I have never not been able to catch my breath before.
BUT, and it's a big but, I find purpose in being an ear for someone else to process their story with. Granted, there are some people I just can't do this with because we simply aren't compatible in this way. Mostly, though, I enjoy being that sounding board for people- including people I have never met face to face. The Lord's ways are curious to this finite mind but they are perfect. I'll give an example of what I'm talking about: A friend moved across the country and is having a very tough time adjusting to life in a new state. The family is okay but this friend is feeling lonely and isolated. Each time they write to me they enourage me on my journey, build me up with prayer and affirmation, and then end up sharing some about their story. Inevitably they end up apologizing for their story leaking into our dialog. I personally value them sharing their story with me. It makes me feel valued as a human, that I have something to offer during this season where I am forced to accept the generosity of others because we just can't ___________ (fill in the blank). Someone sharing their story with me pulls me out of my darkness for a moment. It affords me the chance to lay my burden down, the burden that has my shoulder creases in it now, and pick up their's for a little while. Sure, it can be heavy, but it's just nice to carry something new and even better when my carrying that makes someone else's life a little easier for a little while.

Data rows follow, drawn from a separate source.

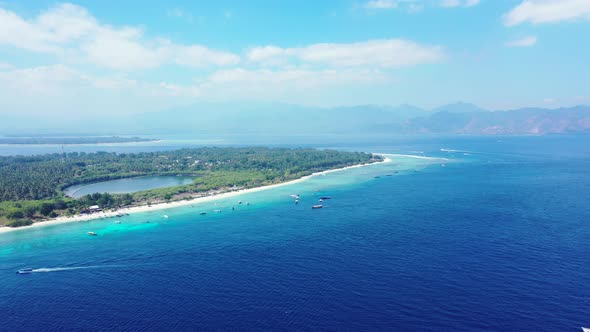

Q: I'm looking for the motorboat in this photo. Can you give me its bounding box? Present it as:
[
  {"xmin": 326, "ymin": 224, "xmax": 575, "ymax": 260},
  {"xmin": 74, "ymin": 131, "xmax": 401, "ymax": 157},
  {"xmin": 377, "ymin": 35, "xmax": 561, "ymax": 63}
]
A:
[{"xmin": 16, "ymin": 267, "xmax": 33, "ymax": 274}]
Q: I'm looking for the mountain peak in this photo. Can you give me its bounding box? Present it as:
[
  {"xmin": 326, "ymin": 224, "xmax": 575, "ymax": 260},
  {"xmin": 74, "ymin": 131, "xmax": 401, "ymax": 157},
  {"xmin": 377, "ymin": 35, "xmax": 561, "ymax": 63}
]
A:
[{"xmin": 433, "ymin": 101, "xmax": 488, "ymax": 113}]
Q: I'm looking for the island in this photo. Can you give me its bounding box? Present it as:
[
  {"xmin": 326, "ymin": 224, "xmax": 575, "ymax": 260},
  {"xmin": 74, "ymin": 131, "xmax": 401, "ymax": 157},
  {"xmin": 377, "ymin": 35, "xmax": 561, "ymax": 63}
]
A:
[
  {"xmin": 0, "ymin": 136, "xmax": 158, "ymax": 145},
  {"xmin": 0, "ymin": 147, "xmax": 383, "ymax": 227}
]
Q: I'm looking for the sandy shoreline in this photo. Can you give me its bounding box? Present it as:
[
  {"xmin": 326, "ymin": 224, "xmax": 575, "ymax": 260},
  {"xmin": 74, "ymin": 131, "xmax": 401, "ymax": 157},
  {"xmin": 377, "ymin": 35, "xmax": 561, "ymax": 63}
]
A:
[{"xmin": 0, "ymin": 153, "xmax": 392, "ymax": 234}]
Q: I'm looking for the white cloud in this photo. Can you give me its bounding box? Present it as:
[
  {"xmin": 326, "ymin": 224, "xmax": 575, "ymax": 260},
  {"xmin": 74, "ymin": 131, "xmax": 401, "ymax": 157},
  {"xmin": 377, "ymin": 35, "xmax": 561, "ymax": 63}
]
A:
[
  {"xmin": 365, "ymin": 0, "xmax": 397, "ymax": 9},
  {"xmin": 440, "ymin": 0, "xmax": 461, "ymax": 8},
  {"xmin": 506, "ymin": 36, "xmax": 537, "ymax": 47},
  {"xmin": 0, "ymin": 4, "xmax": 240, "ymax": 70},
  {"xmin": 363, "ymin": 0, "xmax": 480, "ymax": 13},
  {"xmin": 0, "ymin": 62, "xmax": 13, "ymax": 70},
  {"xmin": 167, "ymin": 8, "xmax": 194, "ymax": 23},
  {"xmin": 439, "ymin": 0, "xmax": 480, "ymax": 8},
  {"xmin": 504, "ymin": 0, "xmax": 590, "ymax": 26},
  {"xmin": 247, "ymin": 39, "xmax": 444, "ymax": 68}
]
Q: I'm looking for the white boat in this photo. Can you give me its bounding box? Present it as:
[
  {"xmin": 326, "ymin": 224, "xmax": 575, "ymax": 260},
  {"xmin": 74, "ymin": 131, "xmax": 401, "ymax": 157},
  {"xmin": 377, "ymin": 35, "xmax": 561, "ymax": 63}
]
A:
[{"xmin": 16, "ymin": 267, "xmax": 33, "ymax": 274}]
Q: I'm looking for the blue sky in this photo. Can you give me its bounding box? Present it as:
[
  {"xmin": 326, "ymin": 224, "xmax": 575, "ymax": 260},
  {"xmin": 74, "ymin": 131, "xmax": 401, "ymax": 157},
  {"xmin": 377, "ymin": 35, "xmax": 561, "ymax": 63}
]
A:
[{"xmin": 0, "ymin": 0, "xmax": 590, "ymax": 116}]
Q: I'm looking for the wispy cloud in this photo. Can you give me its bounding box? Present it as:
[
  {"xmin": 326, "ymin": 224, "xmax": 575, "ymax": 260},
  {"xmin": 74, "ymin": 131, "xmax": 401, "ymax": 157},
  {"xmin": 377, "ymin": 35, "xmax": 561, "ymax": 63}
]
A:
[
  {"xmin": 506, "ymin": 36, "xmax": 537, "ymax": 47},
  {"xmin": 363, "ymin": 0, "xmax": 480, "ymax": 13},
  {"xmin": 0, "ymin": 4, "xmax": 240, "ymax": 70},
  {"xmin": 167, "ymin": 8, "xmax": 194, "ymax": 23},
  {"xmin": 504, "ymin": 0, "xmax": 590, "ymax": 26},
  {"xmin": 247, "ymin": 39, "xmax": 445, "ymax": 68},
  {"xmin": 365, "ymin": 0, "xmax": 398, "ymax": 9}
]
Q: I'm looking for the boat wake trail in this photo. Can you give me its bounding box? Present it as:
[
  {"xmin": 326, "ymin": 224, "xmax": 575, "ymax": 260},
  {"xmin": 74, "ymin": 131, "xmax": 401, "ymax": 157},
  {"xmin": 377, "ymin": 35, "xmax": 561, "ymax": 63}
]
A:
[{"xmin": 31, "ymin": 265, "xmax": 121, "ymax": 273}]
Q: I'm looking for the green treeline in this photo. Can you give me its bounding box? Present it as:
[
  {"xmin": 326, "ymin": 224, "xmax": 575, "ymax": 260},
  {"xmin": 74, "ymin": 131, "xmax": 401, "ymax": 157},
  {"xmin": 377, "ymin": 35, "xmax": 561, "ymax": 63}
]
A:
[{"xmin": 0, "ymin": 147, "xmax": 381, "ymax": 226}]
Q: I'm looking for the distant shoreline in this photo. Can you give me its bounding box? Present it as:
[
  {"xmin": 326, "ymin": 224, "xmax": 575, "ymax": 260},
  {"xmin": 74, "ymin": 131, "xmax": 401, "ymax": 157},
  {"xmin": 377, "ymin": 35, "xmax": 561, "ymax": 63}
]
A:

A view from the other side might be this example: A Facebook friend emailed me. In this email was an explanation of how my "living out loud" has helped them heal a little bit more from a traumatic journey their family took a few years ago. During their dark days, they chose to keep it private and fly under the radar. They refused help when it was offered and made a go of things... alone. One of their friends reached out to them for help because they we staring at the face of the same journey. My friend reluctantly shared parts of their journey. My friend didn't want to relive those awful feelings- who can blame them. But they chose to open up to this person. What they shared brought validation and relief to their friend and, surprisingly, some healing to themselves. Beautiful, right? Then, my friend hears about my journey. They catch up via the blog. My writings unlock something inside them and they also sense the prompting of the Spirit to act. So they do. Generously, too, by the way. It was a pure blessing to receive the email that relayed the story above. God is not wasting one bit of my journey! Amen. And, if he is not wasting my journey he is certainly not wasting yours.
I'm sure I've hit a few tangents amid this post but I hope the meaning remains clear. Don't be selfish- share your story. I swear, people are watching and you will be blessed (and sometimes let down) by the reactions your fellow humans have. Your story matters.